One of the reasons I personally stopped watching and reviewing Real Housewives of Atlanta for this site years ago was because it, like many reality shows, could be absolutely exhausting. That’s likely because there was only drama, and rarely genuine efforts to move forward in a positive way. When people would get over their issues, it was often temporary and in an effort to spite someone else. The good vibes and maturity would only last so long. How many seasons of that can a person watch, really?

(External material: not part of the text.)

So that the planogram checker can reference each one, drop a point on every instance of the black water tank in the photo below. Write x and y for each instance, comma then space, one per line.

That’s why I think I appreciated Family Reunion: Love and Hip Hop Edition so much. I didn’t go into the series, which premiered in February, with the highest of expectations. Bearing that in mind, I was pleasantly surprised to see people come into the home with their different issues and leave out of it in a good place. There was resolution, and that is something very hard to find when watching reality TV these days. It was, I realized, a thing that people needed during the time of COVID. Do we want to see drama? Of course! But do we want to see people come to the realization that life is short and that there are bigger things going on than their trivial feuds? Yes, please.

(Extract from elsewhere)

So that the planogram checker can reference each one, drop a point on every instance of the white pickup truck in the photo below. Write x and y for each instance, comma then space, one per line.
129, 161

And there was plenty of drama in the series. Erica Dixon and Scrappy initially couldn’t seem to have a peaceful conversation to co-parent. Mendeecees Harris’s mother Judy felt like she was losing her son to his wife, Yandy Smith. Apryl Jones and Fizz were walking on thin ice with each other after going nearly a year without speaking following the end of their highly publicized relationship. Karlie Redd and Sierra Gates hadn’t really talked since the latter physically assaulted the former in the last season of LHHATL. But efforts were made by all, even if not always successful, to make peace. Perhaps it was the fact that the social climate, along with the the reality that these people weren’t going to be around each other for long, that encouraged everyone to lay their issues aside and enjoy each other’s company for a few weeks without the weight of the drama. Hell, even Scrappy couldn’t hold on to his anger for much longer. The substance was real, as people showed that they could display growth as opposed to ending everything ready to argue at reunions. They also proved they could tackle serious issues, including conversations about police violence towards Black men and women. That lingering reminder of real issues, real loss, put a lot into perspective for those on the show and those watching it.

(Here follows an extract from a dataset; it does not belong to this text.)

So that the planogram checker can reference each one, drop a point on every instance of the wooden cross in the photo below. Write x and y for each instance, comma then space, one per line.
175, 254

And most importantly, Family Reunion was fun. Instead of shows that force these awkward group trips or stuff people hellbent on not getting along in the same house together, everybody got to host something or put an event together for others that was close to their heart. Karlie had her Jouvert celebration, Joc had his game night, there were water fights, Bible studies, block parties, and the series ended with a painfully funny talent show (that double-dutch jump pressure is real). For the first time in a while, I found myself laughing at reality TV (Momma Dee drunkingly flirting with Trick Daddy is the only thing you need to see this year), not feeling my blood pressure rise at the arguments, feeling second-hand embarrassment for others, or left ready to turn the channel to watch something else. I was even excited at the suggestion that the family reunion could become an annual thing.

All of it was just a nice change. We’ve all been entertained by mess on TV in the past, but in the midst of the pandemic, not only are a lot of the issues so petty, but also, many people don’t have an actual storyline to keep you watching. (Be honest! These shows have been dry.) Why not showcase some positivity and Black girl and boy joy for a change? We love, and loved, to see it.